The girl patted his niece’s back twice—pat, pat—and locked eyes with him helplessly.
“This is my best friend, Mallory,” Jude said. “And my roommate, Penny.”
“So, you’re Uncle Sam,” said Mallory, reaching for his hand. She had a firm handshake. The sort that quickly became a contest.
“I’m Mallory Sloane,” said Mallory Sloane.
“Pleasure,” he said, refusing to acknowledge her grip. She bit her lower lip in a seductive manner. Sam smiled and quickly said hi to the other one. She waved at a spot slightly left of his ear.
“So, what can I do for you ladies today?”
“Can you make me a flat white?” asked Mallory, who kept her sunglasses on inside.

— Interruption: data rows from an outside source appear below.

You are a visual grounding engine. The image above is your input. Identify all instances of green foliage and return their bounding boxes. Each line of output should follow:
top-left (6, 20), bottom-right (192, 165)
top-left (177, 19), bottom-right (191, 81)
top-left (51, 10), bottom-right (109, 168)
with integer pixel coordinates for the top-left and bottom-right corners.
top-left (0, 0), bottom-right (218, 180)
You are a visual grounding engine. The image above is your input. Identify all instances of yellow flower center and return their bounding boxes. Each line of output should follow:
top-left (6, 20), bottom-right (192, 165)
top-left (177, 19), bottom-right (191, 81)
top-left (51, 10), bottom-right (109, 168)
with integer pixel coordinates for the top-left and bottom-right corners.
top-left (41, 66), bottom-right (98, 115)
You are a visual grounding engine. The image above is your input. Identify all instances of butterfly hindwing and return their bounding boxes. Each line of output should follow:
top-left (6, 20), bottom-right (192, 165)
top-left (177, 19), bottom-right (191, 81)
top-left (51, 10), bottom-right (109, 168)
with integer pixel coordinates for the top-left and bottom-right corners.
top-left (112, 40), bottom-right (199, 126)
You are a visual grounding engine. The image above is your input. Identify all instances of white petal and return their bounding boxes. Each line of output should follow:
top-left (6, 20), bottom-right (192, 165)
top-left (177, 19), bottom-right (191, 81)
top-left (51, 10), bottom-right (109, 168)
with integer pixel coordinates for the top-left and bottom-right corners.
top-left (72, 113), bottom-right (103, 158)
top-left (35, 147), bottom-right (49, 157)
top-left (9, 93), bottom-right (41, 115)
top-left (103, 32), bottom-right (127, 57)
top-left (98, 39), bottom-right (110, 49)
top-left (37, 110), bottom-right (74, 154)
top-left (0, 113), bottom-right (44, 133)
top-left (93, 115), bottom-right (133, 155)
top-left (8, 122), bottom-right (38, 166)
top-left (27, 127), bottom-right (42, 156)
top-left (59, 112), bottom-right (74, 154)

Sam loathed the arbitrary taxonomy of fiddly coffee drinks and had long since learned them all out of spite.
“Sure,” he said, grinding beans for a short shot.
“Do you know what that is?” she challenged.
“Yep,” he said. “Latte with a modified espresso to milk ratio. With microfoam.”
“Nice try, Mal,” said Jude.
“What are you having,” he asked. “Penny was it?”
Sam followed Penny’s sight line to her shoes. Which, coincidentally, were exactly his shoes though smaller.
“Great taste,” he said, nodding at her feet.
Penny’s mouth made the shape of an “O,” but no sound escaped.
Dorm lotteries made for the funniest groupings. Sam’s old freshman roommate, Kirin Mehta, used to sleepwalk and sleep-pee in a corner of their living room every weekend. Sam hoped that these two girls—the mute and the sexpot—got along for Jude’s sake.